All companies with more than 250 employees would have to give shares to their members of staff. They would be expected to transfer a minimum of 1% of the company’s shares to their workforces every year until that stake represent 10% of the issued shares of those businesses.

When firms make profits, they can issue dividends to their shareholders – it’s a form of profit distribution. Employees would receive the first £500 worth of dividends in a tax year with any value above that amount being transferred to the Exchequer to be used as a “social dividend” to spend on public services. Some of the cash would be distributed to public sector workers who, because of the nature of the organisation they work for, could not participate in such a scheme directly.
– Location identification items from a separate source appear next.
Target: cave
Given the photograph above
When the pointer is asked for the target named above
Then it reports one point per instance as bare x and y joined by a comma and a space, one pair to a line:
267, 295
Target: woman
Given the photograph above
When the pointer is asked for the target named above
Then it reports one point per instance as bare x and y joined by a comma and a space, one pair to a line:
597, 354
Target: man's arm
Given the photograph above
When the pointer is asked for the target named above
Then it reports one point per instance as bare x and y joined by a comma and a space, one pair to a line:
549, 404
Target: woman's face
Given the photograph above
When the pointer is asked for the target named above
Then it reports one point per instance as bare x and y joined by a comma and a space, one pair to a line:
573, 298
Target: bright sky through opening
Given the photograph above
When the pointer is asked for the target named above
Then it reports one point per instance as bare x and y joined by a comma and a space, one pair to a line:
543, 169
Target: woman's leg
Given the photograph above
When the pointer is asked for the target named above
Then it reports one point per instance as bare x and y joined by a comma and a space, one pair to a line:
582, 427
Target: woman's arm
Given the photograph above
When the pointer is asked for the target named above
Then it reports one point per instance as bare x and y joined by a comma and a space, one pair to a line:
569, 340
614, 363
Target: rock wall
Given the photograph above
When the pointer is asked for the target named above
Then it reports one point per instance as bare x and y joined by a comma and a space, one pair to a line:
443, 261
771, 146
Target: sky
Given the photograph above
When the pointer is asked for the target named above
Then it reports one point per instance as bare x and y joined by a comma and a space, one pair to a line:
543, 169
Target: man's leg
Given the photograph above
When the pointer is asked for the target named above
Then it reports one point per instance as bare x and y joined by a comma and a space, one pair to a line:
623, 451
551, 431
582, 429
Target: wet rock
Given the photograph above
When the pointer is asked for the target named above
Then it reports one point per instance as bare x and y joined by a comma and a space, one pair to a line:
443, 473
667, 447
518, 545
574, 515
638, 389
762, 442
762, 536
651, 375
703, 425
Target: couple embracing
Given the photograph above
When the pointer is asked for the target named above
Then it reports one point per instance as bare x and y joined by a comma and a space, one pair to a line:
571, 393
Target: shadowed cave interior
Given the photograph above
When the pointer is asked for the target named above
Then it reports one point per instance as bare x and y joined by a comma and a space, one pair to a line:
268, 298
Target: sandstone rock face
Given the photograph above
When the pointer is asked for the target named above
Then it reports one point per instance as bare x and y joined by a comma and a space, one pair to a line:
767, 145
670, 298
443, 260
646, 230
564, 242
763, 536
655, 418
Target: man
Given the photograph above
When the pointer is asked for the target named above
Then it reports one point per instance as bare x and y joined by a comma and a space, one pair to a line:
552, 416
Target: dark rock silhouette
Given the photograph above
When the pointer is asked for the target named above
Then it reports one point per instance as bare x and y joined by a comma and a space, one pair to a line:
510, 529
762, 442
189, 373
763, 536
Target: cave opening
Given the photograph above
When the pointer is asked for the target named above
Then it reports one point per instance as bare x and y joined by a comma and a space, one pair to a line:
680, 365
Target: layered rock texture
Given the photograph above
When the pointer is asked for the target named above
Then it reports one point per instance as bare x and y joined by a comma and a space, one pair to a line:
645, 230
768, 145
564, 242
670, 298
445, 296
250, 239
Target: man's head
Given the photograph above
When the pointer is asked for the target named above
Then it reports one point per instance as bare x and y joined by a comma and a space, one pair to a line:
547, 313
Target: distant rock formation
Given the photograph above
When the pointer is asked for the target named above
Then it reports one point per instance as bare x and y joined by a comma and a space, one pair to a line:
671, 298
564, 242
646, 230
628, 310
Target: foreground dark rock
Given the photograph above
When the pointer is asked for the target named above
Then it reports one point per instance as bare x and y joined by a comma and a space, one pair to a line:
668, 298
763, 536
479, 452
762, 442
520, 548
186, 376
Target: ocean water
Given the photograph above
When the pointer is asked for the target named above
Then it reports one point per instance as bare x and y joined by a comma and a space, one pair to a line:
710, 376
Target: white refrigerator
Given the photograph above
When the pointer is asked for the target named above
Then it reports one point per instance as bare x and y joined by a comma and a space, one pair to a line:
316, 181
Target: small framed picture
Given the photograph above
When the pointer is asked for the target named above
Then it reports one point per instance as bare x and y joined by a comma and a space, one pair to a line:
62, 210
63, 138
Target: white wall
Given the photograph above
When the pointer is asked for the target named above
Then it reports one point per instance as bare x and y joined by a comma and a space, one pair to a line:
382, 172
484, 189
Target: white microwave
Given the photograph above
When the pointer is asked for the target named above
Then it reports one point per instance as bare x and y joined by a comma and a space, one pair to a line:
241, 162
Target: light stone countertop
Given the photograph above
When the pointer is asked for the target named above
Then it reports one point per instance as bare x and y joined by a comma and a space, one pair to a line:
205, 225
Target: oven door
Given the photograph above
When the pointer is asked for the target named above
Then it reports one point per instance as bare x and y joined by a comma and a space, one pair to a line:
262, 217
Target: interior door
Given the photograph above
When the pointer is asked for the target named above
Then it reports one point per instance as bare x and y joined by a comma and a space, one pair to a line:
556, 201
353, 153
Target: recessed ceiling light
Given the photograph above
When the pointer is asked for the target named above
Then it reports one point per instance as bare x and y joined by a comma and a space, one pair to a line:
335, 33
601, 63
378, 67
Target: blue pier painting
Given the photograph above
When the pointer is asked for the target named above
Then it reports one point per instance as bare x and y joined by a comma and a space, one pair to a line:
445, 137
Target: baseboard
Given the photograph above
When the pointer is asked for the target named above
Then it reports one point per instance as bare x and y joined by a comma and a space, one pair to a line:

The Shadow Chancellor said that he expected that 11 million people a year would be paid these dividends and that the shareholding employees would “have a say over the direction of their company”.

Shares issued by larger companies to their members of staff could not be sold or traded as with shares in public limited companies listed on the Stock Exchange.

 

Reaction to the proposal

The scheme has met with different reactions depending on political stance. Right-leaning newspaper The Express ran with the headline “Labour’s WAR on business: New policies see firms paying £7BILLION a year to employee fund”.

Quoting Carolyn Fairbairn, the director of the CBI, she said that “this Labour diktat on employee share ownership will only encourage investors to pack their bags and will harm those who can least afford it”. Stephen Martin, director-general of the Institute of Directors, told the paper that the plans were “draconian” and that it could badly affect “business investment and business formation…(undermining) the functioning of UK capital markets”.

Left-leaning newspaper The Guardian’s commentator Nils Pratley believes that “the cause is excellent but the…model is just too complicated”. The paper’s main editorial applauded the approach but worried that global companies may find ways to “redistribute profits away from Britain to avoid them being used for workers.”